Others include: Professor Abayomi Adebayo, Professor Anthony Akinlo and Dr Abiodun Adegboye all from the department of economics, Obafemi Awolowo University Ile-Ife.
Prof. Olayemi Simon-Oke opined that “population growth is a crucial indices for development in any nation if only the government knows how to properly use the growth to drive economic development.”
The don lamented that “the increase in Nigeria’s population is a big disadvantage as a result of bad leadership.
“With this projection, needless to say that Nigeria will become worse by 2050 if nothing is done to curtail the ever increasing Nigeria’s population and I believe strongly that if only the government will be sincere, they know exactly what to do in order to save us from this mess.”
Prof. Mary Fasoranti said the problem plaguing Nigeria as a nation is not that of population but rather bad leadership and poor administration.
“No doubt, Nigeria as a nation does not have what it takes to take proper care of its increasing population. The industries are moribund and the fact remains that a nation that does not produce will languish in poverty and penury.”
Prof. Abayomi Adebayo said “when an economy is productive and engages its population, we call it population dividend and so population will not be a problem but when population keeps growing in an economy where no production is going on, then population growth will be a burden.
“Nigeria potentially is a very strong country but we do not believe in productivity, but rather dependent on countries like China to always borrow from.
Professor Anthony Akinlo said the current situation in Nigeria in terms of population growth and poor production level is contradictory, noting that population growth without a commensurable production is catastrophic to the economy of such nation.
“There are several implications of this, and the first one is that such country will not be able to feed its citizens, secondly, there will be serious unemployment.
“Another thing is that there will be increase in poverty level, it is a major problem and has negative effects on all the fundamentals of the economy including the exchange rate.
“For instance, one of the major reasons for the continual fall of naira against dollar is the low level of production in the country because productivity is the major determinant of the exchange rate.
“The only solution as advocated by demographers and economists is the control of population growth rate or alternatively, to increase the level of production, otherwise, the future is bleak.”
Dr Abiodun Adegboye said population growth in any country is an advantage if it is duly exploited, stressing that it provides ready market for production.
“Unfortunately, the needed skills are not available in the population and the only solution is that government should encourage skill development within the economy, investment in infrastructure, education and training.”
Dr Subair Adesokan, a business consultant and specialist in population studies observed that high population rate may not necessarily be a problem, posited that Nigeria’s case is a different case going by what he called “lack of corresponding productive factors of production.
According to Subair, Nigeria has a large but predominantly unproductive population that is growing at an alarming rate than its Gross Domestic Product, GDP.
“Nigeria’s annual GDP growth rate averages 1.9 per cent, while its population growth rate is 2.6 per cent per year, resulting in a negative per capita income.
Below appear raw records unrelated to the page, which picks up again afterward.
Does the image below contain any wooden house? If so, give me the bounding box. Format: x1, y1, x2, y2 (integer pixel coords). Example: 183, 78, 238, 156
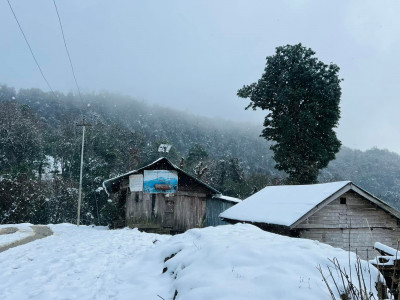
220, 181, 400, 259
103, 157, 241, 233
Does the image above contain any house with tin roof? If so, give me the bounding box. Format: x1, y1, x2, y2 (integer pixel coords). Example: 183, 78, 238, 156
220, 181, 400, 259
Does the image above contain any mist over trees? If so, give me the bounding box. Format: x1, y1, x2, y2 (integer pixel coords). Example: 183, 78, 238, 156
237, 44, 341, 184
0, 85, 400, 225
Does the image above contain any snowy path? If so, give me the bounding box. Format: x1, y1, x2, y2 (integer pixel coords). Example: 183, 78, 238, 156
0, 224, 384, 300
0, 225, 53, 253
0, 224, 170, 300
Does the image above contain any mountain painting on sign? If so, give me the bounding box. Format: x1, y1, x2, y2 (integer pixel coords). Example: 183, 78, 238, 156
143, 170, 178, 194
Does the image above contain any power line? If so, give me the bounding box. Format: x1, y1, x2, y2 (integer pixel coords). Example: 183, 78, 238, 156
7, 0, 57, 98
52, 0, 83, 104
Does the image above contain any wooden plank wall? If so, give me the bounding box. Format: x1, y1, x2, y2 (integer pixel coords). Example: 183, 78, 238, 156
206, 198, 236, 226
126, 191, 207, 231
296, 191, 400, 259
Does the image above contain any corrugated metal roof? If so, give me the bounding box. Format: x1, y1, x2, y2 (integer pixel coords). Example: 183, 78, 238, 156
220, 181, 400, 227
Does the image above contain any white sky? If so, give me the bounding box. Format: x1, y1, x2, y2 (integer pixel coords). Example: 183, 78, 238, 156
0, 0, 400, 153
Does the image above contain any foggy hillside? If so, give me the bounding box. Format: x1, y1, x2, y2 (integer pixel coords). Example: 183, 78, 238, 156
0, 86, 400, 224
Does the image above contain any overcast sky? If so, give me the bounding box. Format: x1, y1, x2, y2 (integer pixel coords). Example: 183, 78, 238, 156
0, 0, 400, 153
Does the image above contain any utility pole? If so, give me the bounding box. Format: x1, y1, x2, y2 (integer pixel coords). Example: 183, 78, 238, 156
76, 117, 92, 226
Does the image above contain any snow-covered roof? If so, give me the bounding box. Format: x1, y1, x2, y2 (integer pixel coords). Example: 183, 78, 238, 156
220, 181, 378, 226
213, 195, 242, 203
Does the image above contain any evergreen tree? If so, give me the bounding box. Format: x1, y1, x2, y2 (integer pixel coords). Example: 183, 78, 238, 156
237, 44, 341, 184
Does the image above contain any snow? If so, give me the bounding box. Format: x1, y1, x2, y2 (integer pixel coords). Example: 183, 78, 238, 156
214, 195, 242, 203
374, 242, 400, 258
0, 224, 378, 300
220, 181, 351, 226
0, 224, 33, 247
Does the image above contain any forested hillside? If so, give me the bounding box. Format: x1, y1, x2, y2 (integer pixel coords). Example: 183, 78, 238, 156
0, 86, 400, 224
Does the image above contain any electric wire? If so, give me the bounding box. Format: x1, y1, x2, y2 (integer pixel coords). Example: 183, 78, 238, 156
7, 0, 57, 98
53, 0, 83, 104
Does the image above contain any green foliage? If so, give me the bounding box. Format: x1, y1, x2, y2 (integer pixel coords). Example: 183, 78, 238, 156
237, 44, 341, 183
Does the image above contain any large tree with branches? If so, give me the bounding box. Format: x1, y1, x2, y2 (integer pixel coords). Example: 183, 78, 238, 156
237, 44, 341, 184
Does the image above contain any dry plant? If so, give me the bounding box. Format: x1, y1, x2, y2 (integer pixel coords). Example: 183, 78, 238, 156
317, 256, 388, 300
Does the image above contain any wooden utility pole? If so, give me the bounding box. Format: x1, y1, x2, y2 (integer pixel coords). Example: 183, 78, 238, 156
76, 117, 92, 226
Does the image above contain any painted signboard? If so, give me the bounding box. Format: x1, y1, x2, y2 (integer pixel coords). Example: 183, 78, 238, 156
143, 170, 178, 194
129, 174, 143, 192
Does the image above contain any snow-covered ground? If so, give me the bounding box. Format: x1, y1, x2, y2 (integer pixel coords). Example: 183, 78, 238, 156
0, 224, 378, 300
0, 224, 33, 247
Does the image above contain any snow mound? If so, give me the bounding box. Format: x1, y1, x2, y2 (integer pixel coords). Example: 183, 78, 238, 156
0, 224, 384, 300
155, 224, 378, 300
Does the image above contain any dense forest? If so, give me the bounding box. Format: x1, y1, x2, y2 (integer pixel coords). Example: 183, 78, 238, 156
0, 85, 400, 224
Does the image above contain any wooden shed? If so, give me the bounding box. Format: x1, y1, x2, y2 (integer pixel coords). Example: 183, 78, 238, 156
221, 181, 400, 259
103, 157, 241, 233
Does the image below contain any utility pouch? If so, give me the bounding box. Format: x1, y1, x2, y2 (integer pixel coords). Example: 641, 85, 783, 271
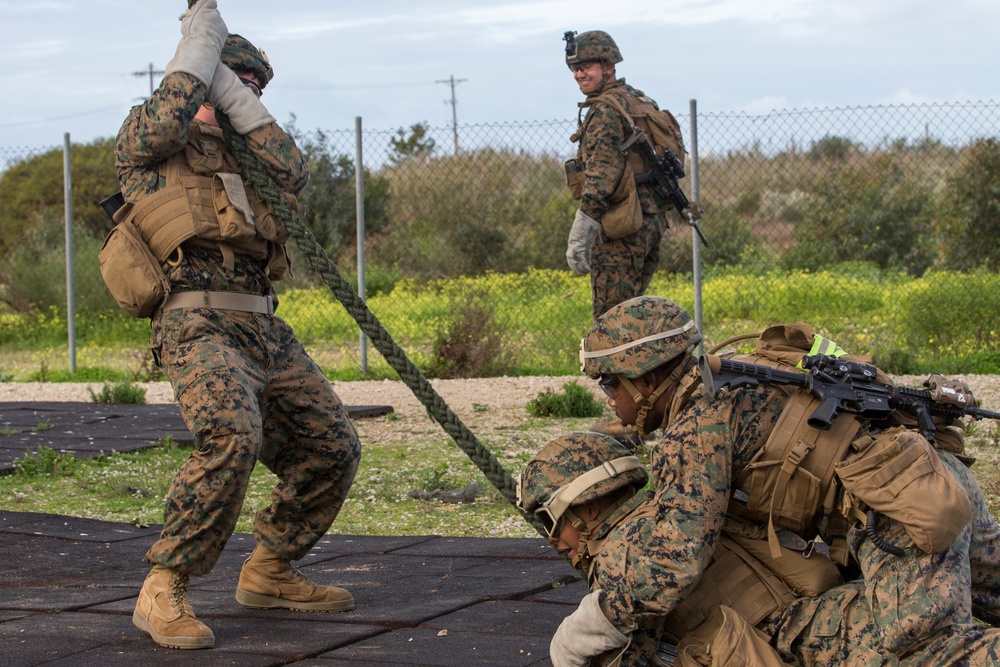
601, 162, 642, 239
97, 221, 170, 317
563, 158, 583, 201
210, 173, 256, 243
250, 192, 296, 243
674, 605, 788, 667
837, 427, 972, 553
729, 535, 844, 597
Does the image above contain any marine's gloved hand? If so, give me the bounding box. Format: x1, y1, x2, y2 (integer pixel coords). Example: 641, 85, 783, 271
164, 0, 229, 87
208, 62, 274, 134
566, 209, 601, 275
684, 202, 705, 222
549, 589, 628, 667
924, 373, 976, 408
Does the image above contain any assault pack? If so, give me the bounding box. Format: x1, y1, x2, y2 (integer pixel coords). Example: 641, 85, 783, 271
652, 323, 980, 641
564, 90, 687, 238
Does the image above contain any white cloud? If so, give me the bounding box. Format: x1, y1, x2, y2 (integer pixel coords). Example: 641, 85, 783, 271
740, 95, 789, 115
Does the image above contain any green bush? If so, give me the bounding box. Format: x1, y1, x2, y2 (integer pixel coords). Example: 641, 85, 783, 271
939, 137, 1000, 271
784, 155, 933, 276
893, 271, 1000, 373
527, 380, 604, 418
87, 381, 146, 405
427, 293, 512, 378
14, 447, 80, 477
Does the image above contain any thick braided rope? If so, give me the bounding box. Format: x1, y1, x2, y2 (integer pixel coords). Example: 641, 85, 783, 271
188, 0, 546, 537
208, 117, 545, 537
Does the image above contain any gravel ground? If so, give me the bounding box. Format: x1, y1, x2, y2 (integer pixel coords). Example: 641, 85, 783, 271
0, 375, 1000, 413
0, 375, 1000, 447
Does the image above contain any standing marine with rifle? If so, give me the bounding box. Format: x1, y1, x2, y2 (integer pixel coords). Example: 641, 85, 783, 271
563, 30, 700, 319
100, 0, 361, 649
520, 296, 1000, 667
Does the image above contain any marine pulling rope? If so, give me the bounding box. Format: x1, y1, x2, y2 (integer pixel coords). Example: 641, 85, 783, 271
188, 0, 546, 537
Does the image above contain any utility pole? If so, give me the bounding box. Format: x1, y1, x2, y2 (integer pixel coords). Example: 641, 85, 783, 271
434, 74, 468, 155
132, 63, 166, 97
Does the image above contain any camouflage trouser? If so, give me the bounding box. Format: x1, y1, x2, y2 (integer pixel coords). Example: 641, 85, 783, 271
590, 214, 663, 320
146, 308, 361, 575
762, 452, 1000, 665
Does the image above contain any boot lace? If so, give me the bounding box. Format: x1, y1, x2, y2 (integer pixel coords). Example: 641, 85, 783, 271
170, 573, 194, 617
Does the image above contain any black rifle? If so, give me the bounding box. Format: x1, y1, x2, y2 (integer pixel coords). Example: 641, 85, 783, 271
698, 354, 1000, 443
97, 192, 125, 224
621, 127, 708, 247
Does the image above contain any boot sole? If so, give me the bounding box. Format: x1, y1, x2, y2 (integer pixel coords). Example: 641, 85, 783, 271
236, 588, 354, 612
132, 609, 215, 649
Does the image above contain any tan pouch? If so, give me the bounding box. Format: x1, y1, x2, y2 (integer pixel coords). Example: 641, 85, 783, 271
563, 158, 583, 201
837, 427, 972, 553
97, 221, 170, 317
250, 191, 296, 243
210, 174, 256, 242
601, 162, 642, 239
674, 605, 789, 667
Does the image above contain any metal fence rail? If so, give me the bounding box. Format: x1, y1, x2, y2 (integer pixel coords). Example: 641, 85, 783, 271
0, 102, 1000, 372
Clearly, Nigeria is not harnessing the demographic dividend, where a large working-age population leads to accelerated growth”.
“The truth is that Nigeria’s population is exploding, while its economy is retrogressing. If the trend continues, as predicted, Nigeria faces a catastrophic future. Acute poverty would trigger unprecedented socio-economic-political crises.
Another expert, Mallam Aminullah Kareem stated that with the exploding population Nigeria faces another challenge as it lacks the capacity to export value-added goods and services and to attract high-quality foreign direct investments.